Von David Hoffmann und Maria Caroline Wölfle, rbb
Fünf Jahre ist es her, da protestierten Hunderttausende Menschen in Belarus gegen Diktator Alexander Lukaschenko, ausgelöst durch die gefälschte Präsidentschaftswahl. Polizei, Geheimdienst und Spezialeinheiten schlugen die Proteste brutal nieder. Tausende Menschen wurden inhaftiert. Das belarusische Regime geht seitdem noch repressiver gegen die in weiten Teilen friedliche Opposition vor.
Die Europäische Union erkennt die Wahl von 2020 nicht an. Lukaschenko gilt auch für Deutschland nicht mehr als legitimer Präsident. Die Beziehungen zu staatlichen Stellen in Belarus sind auf ein Minimum reduziert.
Anders handhabt es die AfD. Seit Jahren pflegen Politiker der Partei Kontakte nach Belarus, reisen auch nach der manipulierten Wahl immer wieder dorthin, kritisieren im belarusischen Staatsfernsehen den Westen und werden als Wahlbeobachter präsentiert.
Im Bundestag stellten sie im vergangenen Jahr zudem auffällig viele Kleine Anfragen zur belarusischen Opposition und Zivilgesellschaft, dies allein drei Mal seit Dezember 2024, zuletzt im Juli.

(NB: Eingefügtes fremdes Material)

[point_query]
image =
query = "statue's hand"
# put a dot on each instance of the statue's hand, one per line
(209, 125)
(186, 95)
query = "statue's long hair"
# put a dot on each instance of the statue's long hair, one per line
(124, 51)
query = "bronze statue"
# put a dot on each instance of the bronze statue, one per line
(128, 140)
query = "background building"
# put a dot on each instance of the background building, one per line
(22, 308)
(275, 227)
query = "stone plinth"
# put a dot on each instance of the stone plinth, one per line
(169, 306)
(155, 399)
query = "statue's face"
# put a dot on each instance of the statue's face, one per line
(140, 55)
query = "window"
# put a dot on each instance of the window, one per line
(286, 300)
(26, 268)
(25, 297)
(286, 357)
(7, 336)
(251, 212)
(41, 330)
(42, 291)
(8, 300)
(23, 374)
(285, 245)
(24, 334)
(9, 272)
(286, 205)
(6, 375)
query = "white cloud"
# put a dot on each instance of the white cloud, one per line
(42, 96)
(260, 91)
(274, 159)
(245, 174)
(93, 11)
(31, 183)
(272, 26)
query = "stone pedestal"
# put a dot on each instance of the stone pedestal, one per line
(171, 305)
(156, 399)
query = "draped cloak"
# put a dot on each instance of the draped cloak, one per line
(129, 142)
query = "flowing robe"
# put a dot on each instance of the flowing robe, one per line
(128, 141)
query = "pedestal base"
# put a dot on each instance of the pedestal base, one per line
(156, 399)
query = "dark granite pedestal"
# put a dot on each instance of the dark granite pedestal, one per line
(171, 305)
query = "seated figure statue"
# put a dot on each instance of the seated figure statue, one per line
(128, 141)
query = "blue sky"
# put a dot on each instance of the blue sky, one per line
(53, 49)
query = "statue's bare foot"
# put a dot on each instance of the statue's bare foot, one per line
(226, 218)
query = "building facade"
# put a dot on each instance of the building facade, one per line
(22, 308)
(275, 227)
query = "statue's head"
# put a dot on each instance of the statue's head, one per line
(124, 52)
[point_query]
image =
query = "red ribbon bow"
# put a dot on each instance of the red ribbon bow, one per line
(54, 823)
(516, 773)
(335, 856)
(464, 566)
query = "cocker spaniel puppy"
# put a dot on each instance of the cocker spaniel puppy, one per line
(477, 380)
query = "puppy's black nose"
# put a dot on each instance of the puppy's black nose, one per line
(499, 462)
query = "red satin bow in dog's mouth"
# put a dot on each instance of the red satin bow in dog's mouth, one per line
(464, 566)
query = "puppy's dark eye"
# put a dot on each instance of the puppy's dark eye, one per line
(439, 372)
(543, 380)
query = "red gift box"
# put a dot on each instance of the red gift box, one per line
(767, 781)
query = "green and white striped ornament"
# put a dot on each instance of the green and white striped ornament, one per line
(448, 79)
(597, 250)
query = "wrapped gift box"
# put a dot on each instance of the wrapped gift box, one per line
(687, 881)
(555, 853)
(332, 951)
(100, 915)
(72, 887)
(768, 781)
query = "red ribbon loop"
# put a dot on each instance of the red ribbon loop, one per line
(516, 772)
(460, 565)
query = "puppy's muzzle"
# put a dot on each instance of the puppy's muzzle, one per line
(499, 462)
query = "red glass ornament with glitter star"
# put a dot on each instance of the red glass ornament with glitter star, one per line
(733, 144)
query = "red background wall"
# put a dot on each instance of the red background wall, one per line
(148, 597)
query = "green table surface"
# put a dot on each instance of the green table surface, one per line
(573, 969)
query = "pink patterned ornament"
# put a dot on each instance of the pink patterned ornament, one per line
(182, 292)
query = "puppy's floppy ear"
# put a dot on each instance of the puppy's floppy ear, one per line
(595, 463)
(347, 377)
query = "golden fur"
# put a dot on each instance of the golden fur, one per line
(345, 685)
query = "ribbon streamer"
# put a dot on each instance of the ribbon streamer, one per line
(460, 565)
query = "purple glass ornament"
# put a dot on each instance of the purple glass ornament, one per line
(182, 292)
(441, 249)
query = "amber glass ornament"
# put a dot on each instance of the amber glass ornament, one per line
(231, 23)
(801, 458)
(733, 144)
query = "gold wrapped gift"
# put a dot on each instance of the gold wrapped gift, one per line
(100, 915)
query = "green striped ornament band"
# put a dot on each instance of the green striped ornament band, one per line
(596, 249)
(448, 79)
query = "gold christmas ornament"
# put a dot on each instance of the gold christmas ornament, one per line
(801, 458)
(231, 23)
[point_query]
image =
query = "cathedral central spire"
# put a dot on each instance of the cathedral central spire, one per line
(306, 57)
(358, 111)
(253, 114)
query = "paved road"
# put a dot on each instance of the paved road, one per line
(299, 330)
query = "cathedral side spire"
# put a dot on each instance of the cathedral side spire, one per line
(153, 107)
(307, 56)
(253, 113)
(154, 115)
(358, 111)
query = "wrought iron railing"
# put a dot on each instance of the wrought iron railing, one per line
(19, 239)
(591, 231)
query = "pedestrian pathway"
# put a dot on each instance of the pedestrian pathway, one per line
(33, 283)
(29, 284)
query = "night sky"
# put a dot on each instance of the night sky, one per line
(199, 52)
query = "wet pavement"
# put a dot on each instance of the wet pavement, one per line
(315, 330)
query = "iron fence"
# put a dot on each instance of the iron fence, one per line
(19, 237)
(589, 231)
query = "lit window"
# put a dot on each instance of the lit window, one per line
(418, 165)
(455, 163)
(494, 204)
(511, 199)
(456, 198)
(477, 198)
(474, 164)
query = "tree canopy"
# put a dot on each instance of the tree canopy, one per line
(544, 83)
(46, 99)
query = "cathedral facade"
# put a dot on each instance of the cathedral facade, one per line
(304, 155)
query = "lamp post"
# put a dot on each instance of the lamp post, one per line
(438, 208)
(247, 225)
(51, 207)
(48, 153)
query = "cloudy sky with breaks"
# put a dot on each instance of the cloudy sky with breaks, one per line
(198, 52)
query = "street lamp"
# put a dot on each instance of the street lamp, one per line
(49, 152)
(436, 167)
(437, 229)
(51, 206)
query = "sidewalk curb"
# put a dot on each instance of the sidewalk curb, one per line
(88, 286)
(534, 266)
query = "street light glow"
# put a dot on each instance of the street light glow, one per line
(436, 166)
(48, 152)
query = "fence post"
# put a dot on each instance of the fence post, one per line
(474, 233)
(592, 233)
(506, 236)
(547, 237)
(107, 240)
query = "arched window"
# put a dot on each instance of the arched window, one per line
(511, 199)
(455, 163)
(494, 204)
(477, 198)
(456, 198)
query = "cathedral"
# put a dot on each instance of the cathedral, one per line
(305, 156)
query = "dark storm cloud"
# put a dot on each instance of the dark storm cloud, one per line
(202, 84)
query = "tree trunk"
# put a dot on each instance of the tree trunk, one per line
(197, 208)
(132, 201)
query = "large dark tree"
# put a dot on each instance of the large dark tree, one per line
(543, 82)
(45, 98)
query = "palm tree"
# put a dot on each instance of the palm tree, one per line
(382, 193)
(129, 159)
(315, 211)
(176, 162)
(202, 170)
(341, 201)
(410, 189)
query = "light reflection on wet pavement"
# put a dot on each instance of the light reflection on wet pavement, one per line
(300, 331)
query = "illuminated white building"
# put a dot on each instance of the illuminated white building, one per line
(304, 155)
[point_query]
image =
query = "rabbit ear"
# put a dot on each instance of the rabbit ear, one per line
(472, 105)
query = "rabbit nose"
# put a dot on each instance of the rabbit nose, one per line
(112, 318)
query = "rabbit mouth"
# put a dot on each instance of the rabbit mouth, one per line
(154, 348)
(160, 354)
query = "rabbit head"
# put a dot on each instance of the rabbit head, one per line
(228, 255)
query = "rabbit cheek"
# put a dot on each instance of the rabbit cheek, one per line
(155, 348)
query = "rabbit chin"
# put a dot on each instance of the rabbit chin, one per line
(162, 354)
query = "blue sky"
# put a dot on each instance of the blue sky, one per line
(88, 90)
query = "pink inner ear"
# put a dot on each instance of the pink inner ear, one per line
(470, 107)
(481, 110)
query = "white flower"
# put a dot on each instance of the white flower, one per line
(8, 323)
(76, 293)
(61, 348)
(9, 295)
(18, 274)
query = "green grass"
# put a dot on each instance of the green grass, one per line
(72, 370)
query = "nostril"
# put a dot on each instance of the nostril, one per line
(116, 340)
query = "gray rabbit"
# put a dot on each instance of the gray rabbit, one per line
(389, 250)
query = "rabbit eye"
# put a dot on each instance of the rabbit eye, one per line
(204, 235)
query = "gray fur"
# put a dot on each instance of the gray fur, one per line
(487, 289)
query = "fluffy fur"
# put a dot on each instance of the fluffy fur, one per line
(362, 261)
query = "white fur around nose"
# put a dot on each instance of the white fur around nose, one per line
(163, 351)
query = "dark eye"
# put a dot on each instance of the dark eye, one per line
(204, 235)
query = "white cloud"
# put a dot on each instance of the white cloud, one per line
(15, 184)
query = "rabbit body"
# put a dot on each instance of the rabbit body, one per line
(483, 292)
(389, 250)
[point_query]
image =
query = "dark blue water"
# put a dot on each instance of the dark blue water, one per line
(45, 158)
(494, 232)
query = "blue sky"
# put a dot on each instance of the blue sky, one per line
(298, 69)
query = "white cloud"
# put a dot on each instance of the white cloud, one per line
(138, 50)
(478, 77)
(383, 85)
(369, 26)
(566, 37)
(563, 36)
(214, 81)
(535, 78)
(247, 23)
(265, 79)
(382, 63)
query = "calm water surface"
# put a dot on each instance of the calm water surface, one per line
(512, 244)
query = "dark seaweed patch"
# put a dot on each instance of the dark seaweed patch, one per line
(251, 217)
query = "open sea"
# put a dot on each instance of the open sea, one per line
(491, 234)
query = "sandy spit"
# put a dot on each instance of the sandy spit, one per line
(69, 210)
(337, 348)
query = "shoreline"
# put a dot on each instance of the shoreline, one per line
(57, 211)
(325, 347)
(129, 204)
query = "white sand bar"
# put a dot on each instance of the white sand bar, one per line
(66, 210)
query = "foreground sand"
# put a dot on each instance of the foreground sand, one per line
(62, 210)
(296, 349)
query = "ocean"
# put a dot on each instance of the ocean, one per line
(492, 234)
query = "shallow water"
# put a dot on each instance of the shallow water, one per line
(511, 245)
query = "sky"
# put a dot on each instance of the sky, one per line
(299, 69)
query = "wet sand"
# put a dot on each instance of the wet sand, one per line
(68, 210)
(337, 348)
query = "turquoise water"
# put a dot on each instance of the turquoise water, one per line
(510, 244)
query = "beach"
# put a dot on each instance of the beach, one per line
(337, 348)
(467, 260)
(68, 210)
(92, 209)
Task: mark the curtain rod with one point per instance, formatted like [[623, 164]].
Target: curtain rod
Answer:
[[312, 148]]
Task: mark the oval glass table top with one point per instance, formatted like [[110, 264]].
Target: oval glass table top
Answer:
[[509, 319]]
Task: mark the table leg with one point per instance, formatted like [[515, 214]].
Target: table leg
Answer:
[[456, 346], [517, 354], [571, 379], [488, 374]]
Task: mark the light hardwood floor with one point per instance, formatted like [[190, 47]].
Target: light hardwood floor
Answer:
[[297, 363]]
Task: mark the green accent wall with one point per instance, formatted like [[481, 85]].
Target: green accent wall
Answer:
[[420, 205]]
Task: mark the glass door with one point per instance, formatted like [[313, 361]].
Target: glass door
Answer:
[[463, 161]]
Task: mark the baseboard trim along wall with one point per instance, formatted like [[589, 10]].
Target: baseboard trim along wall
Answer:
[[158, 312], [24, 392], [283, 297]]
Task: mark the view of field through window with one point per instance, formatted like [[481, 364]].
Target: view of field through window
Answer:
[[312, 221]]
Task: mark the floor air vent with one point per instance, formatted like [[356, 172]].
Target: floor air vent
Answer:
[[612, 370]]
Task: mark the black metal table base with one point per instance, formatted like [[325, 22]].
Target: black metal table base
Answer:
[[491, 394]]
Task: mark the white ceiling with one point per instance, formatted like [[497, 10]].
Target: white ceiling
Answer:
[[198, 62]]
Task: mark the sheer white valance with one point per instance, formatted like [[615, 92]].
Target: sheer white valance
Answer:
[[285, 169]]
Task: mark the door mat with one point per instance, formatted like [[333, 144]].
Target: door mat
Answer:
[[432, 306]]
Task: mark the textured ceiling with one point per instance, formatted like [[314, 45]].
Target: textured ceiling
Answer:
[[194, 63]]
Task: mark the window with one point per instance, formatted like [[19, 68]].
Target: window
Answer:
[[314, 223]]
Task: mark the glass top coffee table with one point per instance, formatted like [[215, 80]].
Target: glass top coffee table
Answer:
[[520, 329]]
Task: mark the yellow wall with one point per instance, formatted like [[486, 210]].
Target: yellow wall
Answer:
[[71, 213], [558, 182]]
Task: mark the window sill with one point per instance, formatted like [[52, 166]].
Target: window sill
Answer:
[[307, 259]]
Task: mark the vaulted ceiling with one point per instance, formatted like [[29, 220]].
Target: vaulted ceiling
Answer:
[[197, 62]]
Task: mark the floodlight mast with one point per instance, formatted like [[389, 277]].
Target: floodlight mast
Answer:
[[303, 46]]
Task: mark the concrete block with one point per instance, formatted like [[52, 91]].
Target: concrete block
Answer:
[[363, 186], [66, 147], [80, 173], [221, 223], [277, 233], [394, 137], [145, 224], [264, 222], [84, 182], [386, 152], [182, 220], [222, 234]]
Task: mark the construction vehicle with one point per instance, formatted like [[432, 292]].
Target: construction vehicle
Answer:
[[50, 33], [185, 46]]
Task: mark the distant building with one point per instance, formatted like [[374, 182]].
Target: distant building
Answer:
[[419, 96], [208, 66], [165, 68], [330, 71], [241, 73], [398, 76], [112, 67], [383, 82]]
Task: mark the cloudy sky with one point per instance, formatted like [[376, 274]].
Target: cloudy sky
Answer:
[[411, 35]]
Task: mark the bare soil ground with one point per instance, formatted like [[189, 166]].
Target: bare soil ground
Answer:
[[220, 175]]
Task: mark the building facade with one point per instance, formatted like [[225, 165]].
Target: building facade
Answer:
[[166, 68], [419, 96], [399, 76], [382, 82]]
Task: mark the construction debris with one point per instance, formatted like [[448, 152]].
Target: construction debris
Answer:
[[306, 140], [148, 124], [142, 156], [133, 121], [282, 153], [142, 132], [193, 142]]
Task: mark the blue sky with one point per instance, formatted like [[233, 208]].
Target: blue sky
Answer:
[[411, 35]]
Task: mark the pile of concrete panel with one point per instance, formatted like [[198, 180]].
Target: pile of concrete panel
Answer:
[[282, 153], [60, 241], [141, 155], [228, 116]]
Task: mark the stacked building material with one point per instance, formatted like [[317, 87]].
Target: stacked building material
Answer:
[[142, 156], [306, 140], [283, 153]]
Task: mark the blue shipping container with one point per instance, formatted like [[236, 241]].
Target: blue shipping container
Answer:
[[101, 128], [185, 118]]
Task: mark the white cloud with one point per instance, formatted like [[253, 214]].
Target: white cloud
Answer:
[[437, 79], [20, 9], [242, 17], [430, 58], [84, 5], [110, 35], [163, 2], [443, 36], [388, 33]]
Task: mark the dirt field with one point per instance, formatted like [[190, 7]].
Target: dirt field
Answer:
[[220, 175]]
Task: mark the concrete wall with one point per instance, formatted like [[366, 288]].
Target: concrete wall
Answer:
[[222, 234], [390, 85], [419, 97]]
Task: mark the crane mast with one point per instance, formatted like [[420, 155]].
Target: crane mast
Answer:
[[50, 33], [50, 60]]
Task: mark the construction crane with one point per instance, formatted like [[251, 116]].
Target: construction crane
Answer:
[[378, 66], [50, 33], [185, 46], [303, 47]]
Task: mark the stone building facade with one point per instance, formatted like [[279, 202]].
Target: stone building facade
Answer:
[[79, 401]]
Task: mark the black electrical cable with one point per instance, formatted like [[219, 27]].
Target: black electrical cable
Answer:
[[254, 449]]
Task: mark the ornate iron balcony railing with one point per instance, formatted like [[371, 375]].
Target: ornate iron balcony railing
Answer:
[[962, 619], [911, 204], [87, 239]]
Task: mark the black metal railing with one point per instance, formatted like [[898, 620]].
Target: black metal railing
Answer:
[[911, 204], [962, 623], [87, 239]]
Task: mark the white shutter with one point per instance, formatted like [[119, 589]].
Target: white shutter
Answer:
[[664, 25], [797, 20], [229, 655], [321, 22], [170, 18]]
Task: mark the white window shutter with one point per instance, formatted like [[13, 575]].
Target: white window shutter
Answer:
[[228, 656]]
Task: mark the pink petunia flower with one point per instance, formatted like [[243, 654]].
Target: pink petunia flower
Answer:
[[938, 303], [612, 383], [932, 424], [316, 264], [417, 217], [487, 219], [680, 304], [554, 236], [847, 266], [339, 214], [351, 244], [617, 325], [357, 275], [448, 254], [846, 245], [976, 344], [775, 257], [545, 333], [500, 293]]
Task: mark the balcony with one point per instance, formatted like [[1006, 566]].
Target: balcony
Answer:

Gezielte Fragen nach belarusischer Zivilgesellschaft
Interessiert ist die AfD etwa an der deutschen Stiftung EVZ – Erinnerung, Verantwortung, Zukunft. Die EVZ wurde im Jahr 2000 gegründet, um Entschädigungen an NS-Opfer zu zahlen. Sie unterstützte bis vor Kurzem auch eine belarusische Nichtregierungsorganisation, die in Belarus als „extremistisch“ gilt. In Russland wurde sie in dieser Woche als „unerwünschte Organisation“ eingestuft.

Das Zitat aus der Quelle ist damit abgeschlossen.